What is Fellowship?
Fellowship is more than just being in the same room as someone else or even saying “hello” to those that are around us. Fellowship is found not in the halls that we meet nor in the restaurants that have great atmosphere. Fellowship is the sharing of lives. It is coming to a place where those that at one time were strangers to us have now become family. When those people that before we would have seen only once in a while, now for some reason we find yourself thinking about and wanting to be around them more and more. Fellowship is the process where two or more people’s lives becomes a part of our own life.
I do not mean that another person is being nosy or trying to run or ruin our life. But, when another person becomes a loved one, so that you hurt because they hurt, that is fellowship. It is not an easy road to travel, the one called fellowship. It is a slow and sometimes hurtful journey to bring people in that close. It is not easy, but there is something about being able to share with someone, about having that outside influence and strength. Will we be able to have fellowship with everyone in the church? The truth is no, that is not possible, but what are we doing to reach out and invite in those that we can?

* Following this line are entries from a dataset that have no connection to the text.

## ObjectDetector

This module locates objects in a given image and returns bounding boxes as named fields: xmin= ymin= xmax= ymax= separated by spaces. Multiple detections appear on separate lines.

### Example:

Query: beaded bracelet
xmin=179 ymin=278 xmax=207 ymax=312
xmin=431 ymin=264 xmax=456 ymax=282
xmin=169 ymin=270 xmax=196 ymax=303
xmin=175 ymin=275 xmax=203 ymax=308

Why Is Fellowship Important?
Growth only happens in an environment where trust exists. If we do not trust those that are around us will we be able to grow and feel safe? One of the most difficult things about growing in faith is being able to share our genuine concerns and know that they will not become the talk of the town, or worse the church. We cannot worship in an environment where we feel that we are being singled out. Trust is built by being trustworthy. Love is known by being loving. Fellowship comes when we are neighbors to strangers and family to friends. This may seem like a difficult way of doing it but that is what Jesus did for us. The apostle Paul writes it this way, “While we were still sinners, Christ died for us” (Romans 5:8; NKJV).
A large part of what makes fellowship what it ought to be comes from the way that we react to the people and circumstances that are around us. Do we want fellowship to exist? Then let us be the first to exhibit the fruit of the Spirit. These are the tools that we are to use to create an environment that will produce fellowship. To answer the question a little more direct, “Why is fellowship important?” we need to understand that it is in the context of fellowship that we love one another and that people will know that we are Christ’s disciples (John 13:35; NKJV).
How Do We Sustain Fellowship?
Here is where the rubber meets the road so to speak. How do we go about sustaining fellowship within a body? The word that comes to mind is sincerity. If true and lasting fellowship is going to exist there has to be sincerity among those that are acting and doing within the body. If what you do is half-hearted or selfish, fellowship will not grow and it will die quickly if these things come into the body of Christ.
Fellowship will happen when we decide that we are really going to care about those that come to our church, whether visitor or member, and we will love them with the love of God.